Cardiac involvement is rare. The myocardium may be affected in the form of a dilated cardiomyopathy, while the involvement of the conduction system may result in arrhythmias and conduction defects, even in the absence of previous cardiomyopathy signs. The association between NM and hypertrophic or dilatative cardiomyopathy has been described in 6 children and 10 adults [4]. Electron microscopy studies of cardiac muscle were performed in 8 cases, but the typical rod-like structures were found in only 5 cases. In these patients, cardiac histological findings showed a few electron-dense fine structures related to Z lines and polymorphic materials (nemaline bodies), with multiple cytoplasmic nemaline rods in some fibers visible with Gomori trichrome staining [4]. Although cardiac involvement was considered as a result of ACTA1 mutations, the identification of NM cases with nonsense mutations, resulting in loss of giant sarcomeric protein function (extreme 5 C-terminal SH3 domain of nebulin), might explain the onset of conduction disorders, even in the absence of previous cardiomyopathy signs [2]. Giant sarcomeric proteins, modulating the calcium sensitivity of the contractile apparatus, protect the cardiac muscle against conduction defects. Thus, structural and/or histological and/or genetic abnormalities in giant sarcomeric proteins play a critical role in bearing high active stress and in fine-tuning the excitation-contraction coupling mechanism, leading to arrhythmias [2,4]. Moreover, mutations affecting actin polymerization (K336E), also leading to Ca2+ dysregulation, perturbation of muscle contractility, and, sequentially, to reduced force generation and transmission in cardiac muscle have also been reported [16].

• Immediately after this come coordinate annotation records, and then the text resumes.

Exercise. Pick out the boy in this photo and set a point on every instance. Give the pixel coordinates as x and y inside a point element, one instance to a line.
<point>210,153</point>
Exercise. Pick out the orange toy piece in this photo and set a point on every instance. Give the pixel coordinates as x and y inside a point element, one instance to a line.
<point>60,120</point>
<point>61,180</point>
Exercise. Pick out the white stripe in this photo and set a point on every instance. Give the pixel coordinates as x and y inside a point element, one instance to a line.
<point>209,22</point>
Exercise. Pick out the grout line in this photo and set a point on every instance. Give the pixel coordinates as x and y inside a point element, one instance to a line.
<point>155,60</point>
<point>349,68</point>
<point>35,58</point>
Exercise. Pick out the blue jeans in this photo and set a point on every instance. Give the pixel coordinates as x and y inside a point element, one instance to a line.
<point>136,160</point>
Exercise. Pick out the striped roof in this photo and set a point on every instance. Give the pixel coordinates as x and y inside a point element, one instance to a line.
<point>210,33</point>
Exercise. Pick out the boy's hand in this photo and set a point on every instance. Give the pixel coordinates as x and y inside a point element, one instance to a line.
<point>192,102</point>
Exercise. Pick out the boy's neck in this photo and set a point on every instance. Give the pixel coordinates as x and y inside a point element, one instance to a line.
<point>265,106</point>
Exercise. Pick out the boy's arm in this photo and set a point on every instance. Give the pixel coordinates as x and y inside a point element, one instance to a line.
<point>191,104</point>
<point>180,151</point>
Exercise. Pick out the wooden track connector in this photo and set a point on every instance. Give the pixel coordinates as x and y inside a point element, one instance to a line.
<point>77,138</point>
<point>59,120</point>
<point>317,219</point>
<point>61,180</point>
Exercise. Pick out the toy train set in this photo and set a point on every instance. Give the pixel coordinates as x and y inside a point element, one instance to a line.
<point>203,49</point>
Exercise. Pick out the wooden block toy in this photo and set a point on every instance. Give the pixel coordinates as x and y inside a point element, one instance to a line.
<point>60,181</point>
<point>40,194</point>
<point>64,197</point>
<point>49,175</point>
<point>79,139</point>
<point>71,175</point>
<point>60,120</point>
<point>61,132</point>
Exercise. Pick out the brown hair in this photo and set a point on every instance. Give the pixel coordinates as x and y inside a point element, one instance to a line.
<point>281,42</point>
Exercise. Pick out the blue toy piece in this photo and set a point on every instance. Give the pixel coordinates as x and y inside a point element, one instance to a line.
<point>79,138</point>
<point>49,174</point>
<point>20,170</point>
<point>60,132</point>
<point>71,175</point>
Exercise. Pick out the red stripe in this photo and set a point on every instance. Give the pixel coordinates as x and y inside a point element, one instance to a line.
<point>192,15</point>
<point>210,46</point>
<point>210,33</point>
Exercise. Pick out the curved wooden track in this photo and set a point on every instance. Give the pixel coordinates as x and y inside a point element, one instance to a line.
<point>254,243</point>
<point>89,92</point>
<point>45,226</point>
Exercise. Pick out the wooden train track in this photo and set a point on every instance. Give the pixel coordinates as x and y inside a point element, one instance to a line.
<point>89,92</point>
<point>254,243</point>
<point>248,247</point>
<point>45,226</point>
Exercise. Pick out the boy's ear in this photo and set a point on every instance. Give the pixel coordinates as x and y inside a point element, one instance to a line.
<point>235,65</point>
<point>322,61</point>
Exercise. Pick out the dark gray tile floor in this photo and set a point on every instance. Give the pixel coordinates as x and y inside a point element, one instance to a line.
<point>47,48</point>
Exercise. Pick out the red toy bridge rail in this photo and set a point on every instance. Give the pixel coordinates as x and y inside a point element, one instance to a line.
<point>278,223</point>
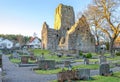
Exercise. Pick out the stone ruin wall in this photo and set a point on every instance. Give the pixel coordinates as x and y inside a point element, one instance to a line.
<point>64,19</point>
<point>67,34</point>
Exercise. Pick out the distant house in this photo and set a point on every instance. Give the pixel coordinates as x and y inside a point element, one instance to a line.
<point>117,42</point>
<point>34,42</point>
<point>5,43</point>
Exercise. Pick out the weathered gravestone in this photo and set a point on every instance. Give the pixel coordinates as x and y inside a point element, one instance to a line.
<point>24,59</point>
<point>104,69</point>
<point>83,74</point>
<point>15,55</point>
<point>66,63</point>
<point>46,64</point>
<point>102,59</point>
<point>67,76</point>
<point>86,61</point>
<point>32,57</point>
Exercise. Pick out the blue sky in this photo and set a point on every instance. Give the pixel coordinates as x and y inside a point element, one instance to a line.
<point>27,16</point>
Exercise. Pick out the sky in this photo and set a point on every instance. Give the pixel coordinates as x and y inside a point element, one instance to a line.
<point>26,17</point>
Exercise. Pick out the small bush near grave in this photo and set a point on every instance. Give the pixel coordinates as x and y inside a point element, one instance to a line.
<point>117,54</point>
<point>89,55</point>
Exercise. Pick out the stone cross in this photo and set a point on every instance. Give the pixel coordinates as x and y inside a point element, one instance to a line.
<point>102,59</point>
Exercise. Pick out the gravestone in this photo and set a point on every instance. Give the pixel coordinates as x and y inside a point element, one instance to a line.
<point>15,55</point>
<point>86,61</point>
<point>83,74</point>
<point>102,59</point>
<point>32,57</point>
<point>67,76</point>
<point>66,63</point>
<point>46,64</point>
<point>104,69</point>
<point>24,59</point>
<point>0,60</point>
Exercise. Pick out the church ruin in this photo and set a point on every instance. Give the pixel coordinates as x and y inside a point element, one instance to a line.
<point>67,34</point>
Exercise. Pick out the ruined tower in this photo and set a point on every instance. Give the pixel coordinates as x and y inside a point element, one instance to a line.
<point>67,35</point>
<point>64,19</point>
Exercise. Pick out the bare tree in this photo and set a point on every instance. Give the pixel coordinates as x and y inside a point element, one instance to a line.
<point>105,16</point>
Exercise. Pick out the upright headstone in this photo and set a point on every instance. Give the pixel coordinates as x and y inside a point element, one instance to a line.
<point>104,69</point>
<point>0,60</point>
<point>86,61</point>
<point>83,74</point>
<point>102,59</point>
<point>24,59</point>
<point>66,63</point>
<point>46,64</point>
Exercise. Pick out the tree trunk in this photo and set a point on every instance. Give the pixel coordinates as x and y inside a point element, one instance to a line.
<point>111,48</point>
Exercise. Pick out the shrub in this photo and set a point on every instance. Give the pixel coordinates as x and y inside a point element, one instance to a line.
<point>117,54</point>
<point>89,55</point>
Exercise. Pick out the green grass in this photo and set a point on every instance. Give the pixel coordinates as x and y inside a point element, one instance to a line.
<point>114,78</point>
<point>90,66</point>
<point>114,59</point>
<point>15,60</point>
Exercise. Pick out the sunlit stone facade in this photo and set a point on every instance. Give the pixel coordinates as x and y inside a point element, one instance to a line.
<point>67,34</point>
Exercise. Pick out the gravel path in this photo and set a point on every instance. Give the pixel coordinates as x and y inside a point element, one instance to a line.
<point>25,74</point>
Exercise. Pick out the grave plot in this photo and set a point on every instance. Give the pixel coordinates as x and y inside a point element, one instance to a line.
<point>102,59</point>
<point>0,60</point>
<point>104,70</point>
<point>46,64</point>
<point>80,74</point>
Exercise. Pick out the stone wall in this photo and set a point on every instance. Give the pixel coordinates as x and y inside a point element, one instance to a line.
<point>68,35</point>
<point>64,18</point>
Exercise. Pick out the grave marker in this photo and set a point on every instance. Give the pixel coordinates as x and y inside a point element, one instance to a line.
<point>46,64</point>
<point>102,59</point>
<point>104,69</point>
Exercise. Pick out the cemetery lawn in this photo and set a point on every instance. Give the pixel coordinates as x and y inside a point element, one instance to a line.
<point>89,66</point>
<point>114,78</point>
<point>13,60</point>
<point>47,55</point>
<point>55,71</point>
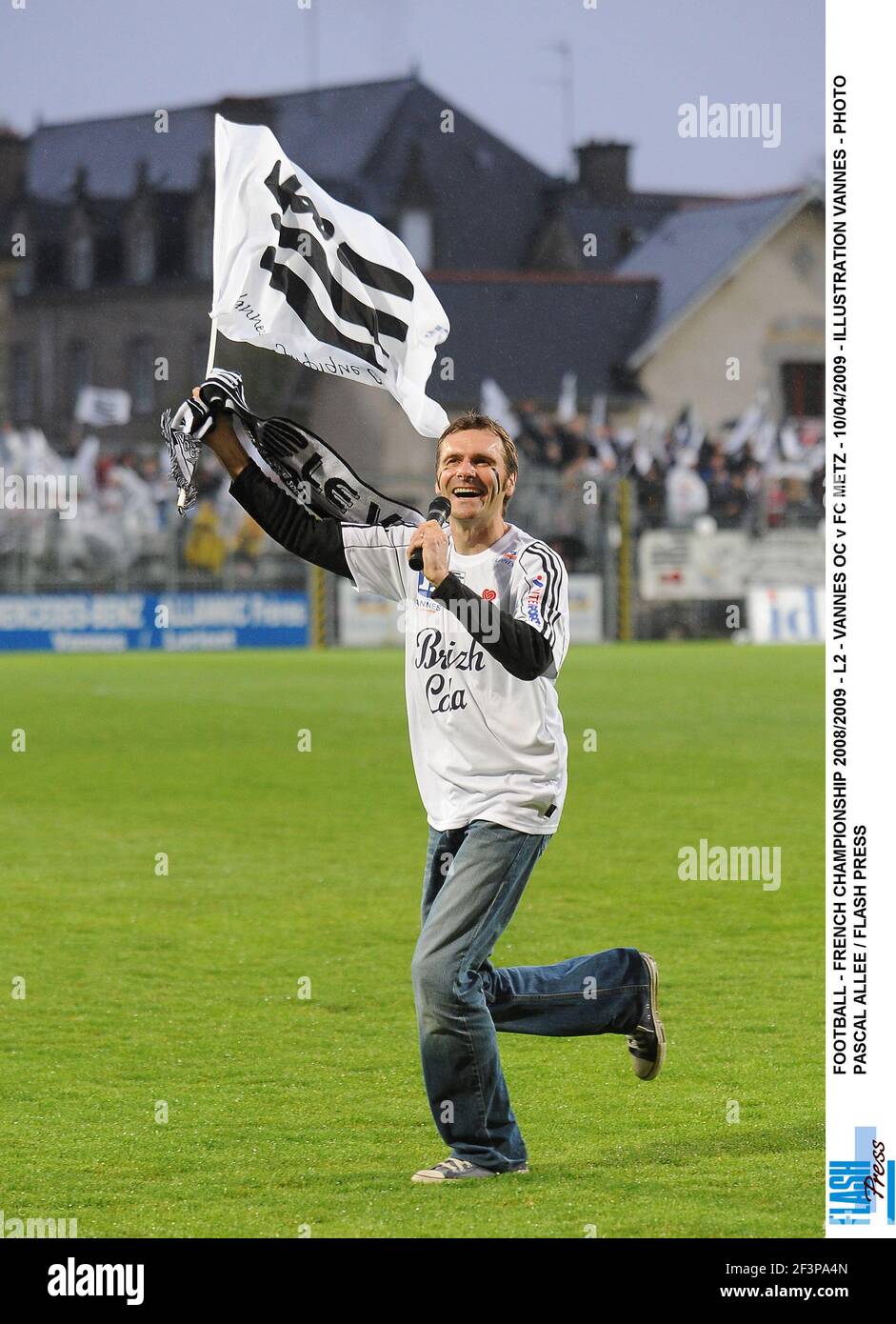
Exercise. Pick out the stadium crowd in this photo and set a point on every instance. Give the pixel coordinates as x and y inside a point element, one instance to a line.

In the reported case, echocardiography did not reveal signs of hypertrophic or dilatative cardiomyopathy. Electrocardiography showed a normal sinus rhythm. A post mortem cardiac biopsy was performed during organ explantation. The myocardic architecture was preserved and no changes consistent with the hypothesis of nemaline cardiopathy were observed under electron microscopy. In addition, ACTA1 gene mutation was not detected. Therefore, this case of sudden death differs from others. In children with severe neonatal NM, early unexpected death results from acute respiratory insufficiency or swallowing difficulties. A fatal course in adult and older children is only rarely due to cardiac failure, and cardiomyopathy is the most common cause. The cardiac arrest in the patient here described did not occur with respiratory failure or during feeding, and no signs of cardiomyopathy were detected. The child, despite the return of spontaneous circulation after cardiopulmonary resuscitation, died of massive hypoxic brain injury caused by prolonged cardiac arrest.

Conclusions

Congenital typical NM is not necessarily a static or very slowly progressive disorder, and respiratory failure is the most common cause of death. Cardiac involvement is rare. We reported the case of a child with NM who died of cardiac arrest, described with a post mortem negative cardiac biopsy. Therefore, it is possible that acute cardiac deterioration can lead to early death in patients with NM.

Consent

Written informed consent was obtained from the patient for publication of this Case report and any accompanying images. A copy of the written consent is available for review by the Editor-in-Chief of this journal.